How Changing Your Lightbulbs Can Improve Your Sleep

Right about now you might be thinking, “Um, Ryan, I sleep with the lights off. How can changing them make me sleep better or more?”

A lightbulb resting inside of a chalk-drawn thought bubble.

Contrary to what you might be thinking, I haven’t fallen off my rocker. Changing at least some of the lightbulbs in your home does have the potential to improve your sleep. As can wearing a specific type of glasses or reading an actual paper book instead of an iPad in the evening hours. (More on that later.)
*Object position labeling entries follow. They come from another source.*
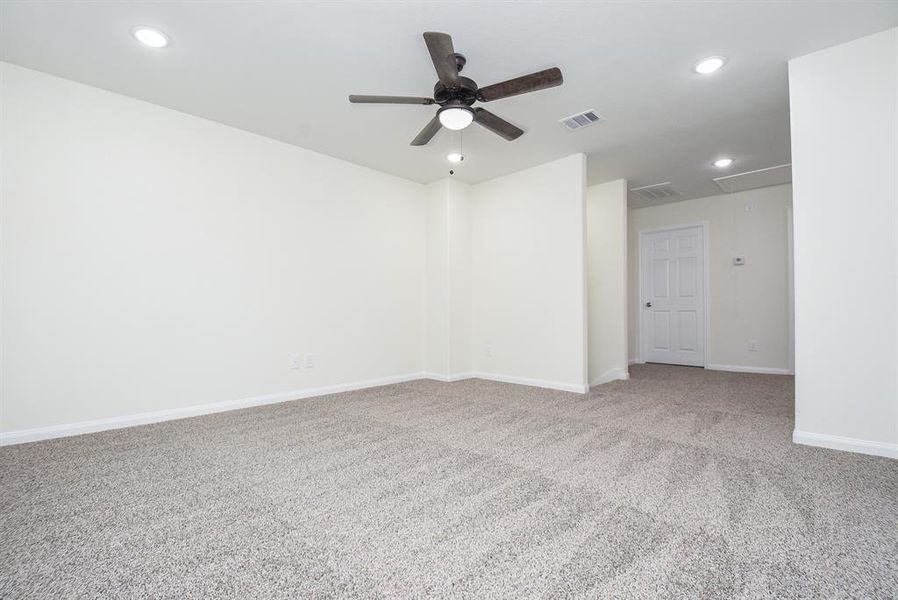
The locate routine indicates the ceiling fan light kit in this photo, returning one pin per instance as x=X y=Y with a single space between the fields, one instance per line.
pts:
x=455 y=117
x=456 y=94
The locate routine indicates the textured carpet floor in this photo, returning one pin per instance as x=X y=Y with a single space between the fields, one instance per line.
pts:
x=680 y=483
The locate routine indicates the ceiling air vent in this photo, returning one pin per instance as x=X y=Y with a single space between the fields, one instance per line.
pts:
x=581 y=120
x=657 y=191
x=755 y=179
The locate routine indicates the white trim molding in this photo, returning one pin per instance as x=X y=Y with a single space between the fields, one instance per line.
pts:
x=615 y=374
x=37 y=434
x=158 y=416
x=449 y=378
x=749 y=369
x=836 y=442
x=552 y=385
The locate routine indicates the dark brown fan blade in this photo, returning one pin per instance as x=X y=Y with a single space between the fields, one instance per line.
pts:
x=521 y=85
x=356 y=99
x=441 y=53
x=428 y=132
x=497 y=125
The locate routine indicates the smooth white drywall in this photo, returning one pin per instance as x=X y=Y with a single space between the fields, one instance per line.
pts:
x=528 y=275
x=748 y=302
x=437 y=280
x=448 y=339
x=606 y=234
x=152 y=260
x=844 y=102
x=460 y=265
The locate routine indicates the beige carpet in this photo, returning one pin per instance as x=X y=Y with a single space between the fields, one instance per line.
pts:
x=681 y=483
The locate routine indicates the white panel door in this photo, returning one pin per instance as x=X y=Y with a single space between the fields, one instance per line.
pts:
x=673 y=280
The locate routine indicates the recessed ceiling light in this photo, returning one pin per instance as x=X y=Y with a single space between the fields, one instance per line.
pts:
x=709 y=65
x=455 y=117
x=149 y=36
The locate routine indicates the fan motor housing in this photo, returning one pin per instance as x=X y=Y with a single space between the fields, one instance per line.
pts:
x=466 y=92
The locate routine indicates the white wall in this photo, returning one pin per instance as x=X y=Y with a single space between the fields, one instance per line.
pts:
x=158 y=265
x=448 y=279
x=460 y=266
x=528 y=277
x=844 y=102
x=606 y=233
x=152 y=260
x=437 y=325
x=748 y=302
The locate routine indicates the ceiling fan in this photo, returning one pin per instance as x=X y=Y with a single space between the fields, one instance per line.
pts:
x=455 y=94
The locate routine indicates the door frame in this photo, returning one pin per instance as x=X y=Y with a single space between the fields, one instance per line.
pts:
x=706 y=284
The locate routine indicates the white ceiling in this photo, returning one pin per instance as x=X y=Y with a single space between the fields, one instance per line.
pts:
x=285 y=69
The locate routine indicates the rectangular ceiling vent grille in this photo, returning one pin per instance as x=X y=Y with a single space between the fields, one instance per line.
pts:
x=581 y=120
x=657 y=191
x=754 y=179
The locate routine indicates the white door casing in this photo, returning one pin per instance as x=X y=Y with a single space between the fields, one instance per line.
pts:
x=672 y=295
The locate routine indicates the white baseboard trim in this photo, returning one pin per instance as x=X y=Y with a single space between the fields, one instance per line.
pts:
x=37 y=434
x=836 y=442
x=615 y=374
x=744 y=369
x=157 y=416
x=552 y=385
x=449 y=378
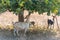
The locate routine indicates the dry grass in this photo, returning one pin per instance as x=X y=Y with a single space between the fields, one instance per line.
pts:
x=35 y=28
It’s all related to our circadian rhythms and one major factor that influences those rhythms. Let’s go over the (extremely abbreviated) basics:

Light and Our Bodies’ Daily cycles

You’ve probably at least heard the term circadian rhythms before. In The Circadian Code, Satchin Panda, PhD explains that “circadian comes from the Latin circa, meaning ‘around’ (or ‘approximately’), and diēm, meaning ‘day'”. So circadian rhythms are biological processes that occur on a roughly daily basis. He goes on to say that these processes are present in all plants and animals and that each of our organs have their own rhythm which is interconnected and influenced by those of other organs.

In humans, the circadian “master clock” resides in our brains and is influenced by our eyes’ exposure to light. When specific light-sensing proteins that exist in some of our retinal neural cells are exposed to full-spectrum light—more specifically, melanopsin sensing the blue wavelength—our brains interpret that exposure to mean it’s daytime and we should be awake. When (blue) light is not present, our brains interpret the lack of that wavelength to mean it’s nighttime and we should be preparing for sleep.

This is where problems with our modern lifestyles arise. For most of human existence, we weren’t able to control light. When the sun set, we went to sleep. When it rose, we woke up. However, now we can (and do) expose ourselves to blue light—from computer, TV, and phone screens as well as bright LED or fluorescent overhead lights—at all hours of the day and night.

That really messes with our melatonin production, the hormone that regulates sleep. In fact, in one study referenced by Matthew Walker, PhD in Why We Sleep, the book I referenced in last week’s tip:

Compared to reading a printed book, reading on an iPad suppressed melatonin released by over 50% at night. Indeed, iPad reading delayed the rise of melatonin by up to three hours, relative to the natural rising the same individuals experienced when reading a printed book. When reading on the iPad, their melatonin peak, and thus instruction to sleep, did not occur until the early morning hours, rather than before midnight. Unsurprisingly, individuals took longer to fall asleep after iPad reading relative to print-copy reading.

So the moral to this story is that you’d be wise to manage your exposure to blue light at certain times of the day if you want to improve the quality and quantity of your sleep.

Putting it into practice

Here are a few ways you can begin to do just that (with extra details for shift workers):

  • Get some exposure to bright light as soon as possible after you wake. Sit by an east-facing window or, better yet, go for a ten-minute walk before heading off to work. (Exercise has some of its own circadian rhythm-boosting power.) If you’re a shift worker, catch as much of the waning daylight as you can after waking and before heading to work.
  • Adjust the lights in your home. Observe where you generally spend the most time in the morning and evening hours. Then install bright “daylight” LED or fluorescent bulbs in the rooms where you spend most of your morning time and dimmer, orange-colored bulbs in the rooms where you spend the evening hours. (Orange-colored light doesn’t activate melanopsin but obviously still allows you to see around the room.)
  • Put away your screens an hour before bed. Again, this includes computer screens, the TV, and your phone. If you absolutely must be exposed to one of these screens within an hour of your bedtime, use the “nighttime” mode, which skews the colors toward the red end of the light spectrum and away from the blue, and consider investing in a high-quality pair of blue light-blocking glasses. And if you happen to be a shift worker, wear sunglasses on your way home from work, and consider investing in some light-blocking shades for your bedroom (if you haven’t already).

Combine one or more of these options with a consistent bedtime routine and schedule, and you’ll be well on your way to catching a few more z’s on a regular basis.